Irans Ajatollah Ali Chamenei

Reuters/Raheb Homavandi

Ajatollah Ali Chamenei

Ali Chamenei wurde 1939 in der Stadt Maschhad geboren. 1962 schloss er sich der islamischen Bewegung Ajatollah Chomeinis an. In der Schah-Zeit saß er drei Jahre hinter Gittern. 1981 überlebte er nur knapp einen Bombenanschlag, Anhänger verehren ihn seitdem als „lebenden Märtyrer“. 1981 wurde er zum Präsidenten gewählt, nach dem Tod Chomeinis 1989 wurde Chamenei dessen Nachfolger.

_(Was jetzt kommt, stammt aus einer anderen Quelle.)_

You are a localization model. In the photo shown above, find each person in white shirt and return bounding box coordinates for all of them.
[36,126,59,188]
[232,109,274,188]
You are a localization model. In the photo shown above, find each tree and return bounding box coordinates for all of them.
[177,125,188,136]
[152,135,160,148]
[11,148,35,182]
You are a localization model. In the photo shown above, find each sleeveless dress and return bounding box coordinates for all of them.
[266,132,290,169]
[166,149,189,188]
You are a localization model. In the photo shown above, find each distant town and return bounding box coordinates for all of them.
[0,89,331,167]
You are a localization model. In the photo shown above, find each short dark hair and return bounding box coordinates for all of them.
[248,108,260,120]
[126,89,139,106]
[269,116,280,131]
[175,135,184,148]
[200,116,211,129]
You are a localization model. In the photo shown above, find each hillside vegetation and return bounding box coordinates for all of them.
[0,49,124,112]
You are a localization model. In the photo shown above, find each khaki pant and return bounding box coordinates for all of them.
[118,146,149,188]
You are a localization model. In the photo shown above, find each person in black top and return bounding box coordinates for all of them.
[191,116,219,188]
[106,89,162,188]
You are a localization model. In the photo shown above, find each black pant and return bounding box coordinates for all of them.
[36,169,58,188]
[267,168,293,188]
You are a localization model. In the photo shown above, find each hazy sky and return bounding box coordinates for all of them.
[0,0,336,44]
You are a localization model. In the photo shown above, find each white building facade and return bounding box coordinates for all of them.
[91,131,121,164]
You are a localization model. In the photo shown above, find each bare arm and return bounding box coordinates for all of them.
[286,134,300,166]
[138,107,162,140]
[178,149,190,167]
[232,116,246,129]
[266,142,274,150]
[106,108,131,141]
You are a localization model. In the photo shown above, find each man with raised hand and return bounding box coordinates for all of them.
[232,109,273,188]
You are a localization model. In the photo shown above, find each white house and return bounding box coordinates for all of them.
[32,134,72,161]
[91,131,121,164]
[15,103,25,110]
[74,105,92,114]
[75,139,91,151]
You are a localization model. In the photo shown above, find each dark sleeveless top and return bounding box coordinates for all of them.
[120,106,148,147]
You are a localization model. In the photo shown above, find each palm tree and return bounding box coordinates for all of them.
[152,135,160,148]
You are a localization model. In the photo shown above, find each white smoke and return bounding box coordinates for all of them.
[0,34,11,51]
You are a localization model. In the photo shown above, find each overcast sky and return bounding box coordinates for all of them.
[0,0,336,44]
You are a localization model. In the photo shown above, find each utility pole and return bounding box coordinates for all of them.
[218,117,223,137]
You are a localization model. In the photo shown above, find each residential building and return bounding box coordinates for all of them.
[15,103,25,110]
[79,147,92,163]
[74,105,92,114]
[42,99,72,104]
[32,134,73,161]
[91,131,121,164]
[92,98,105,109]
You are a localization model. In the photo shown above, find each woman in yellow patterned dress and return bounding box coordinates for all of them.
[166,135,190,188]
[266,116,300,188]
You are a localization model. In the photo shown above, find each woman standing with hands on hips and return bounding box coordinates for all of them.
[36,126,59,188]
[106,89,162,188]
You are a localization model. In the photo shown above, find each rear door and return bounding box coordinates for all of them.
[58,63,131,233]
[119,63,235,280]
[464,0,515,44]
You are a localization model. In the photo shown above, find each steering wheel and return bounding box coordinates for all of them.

So darf etwa der Enkel von Ajatollah Ruhollah Chomeini, Hassan Chomeini, nicht zur aktuellen Wahl, bei der sowohl das Parlament als auch der Expertenrat neu gewählt werden, antreten. Der als Reformer geltende Chomeini hatte für den Expertenrat kandidieren wollen. Grund für den Ausschluss sei, dass der mächtige Wächterrat nicht die „religiösen Kompetenzen“ von Hassan Chomeini habe überprüfen können. Der als Reformer geltende Chomeini war Anfang Jänner nicht zu einem vom Wächterrat angesetzten Religionstest in seiner Heimatstadt Ghom erschienen, an dem rund 400 andere Kandidaten teilnahmen.

Schlichtungsrat vermittelt

Die vom Revolutionsführer bestimmten knapp 30 Mitglieder des Schlichtungsrats vermitteln in Streitfällen zwischen Wächterrat und Parlament. Der Präsident der Republik Iran wird vom Volk für vier Jahre gewählt. Eine zweite Amtszeit ist möglich. Er ernennt die Minister. Die 290 Abgeordneten des Einkammerparlaments (Madschlis) werden alle vier Jahre vom Volk gewählt. Sie bestätigen das Kabinett und können den Präsidenten per Misstrauensvotum abwählen.

Für religiöse Minderheiten sind im iranischen Parlament Sitze reserviert, zwei Sitze für die Armenier und je ein Sitz für Juden, Zoroastrier und Assyrer. Sie sind aber nur für legislative Belange ihrer jeweiligen Religionsgruppen verantwortlich und politisch praktisch nicht engagiert. Offiziell nicht als religiöse Minderheit anerkannt ist die Religionsgemeinschaft der Bahai, die im Iran seit Jahren unter Verfolgung leiden.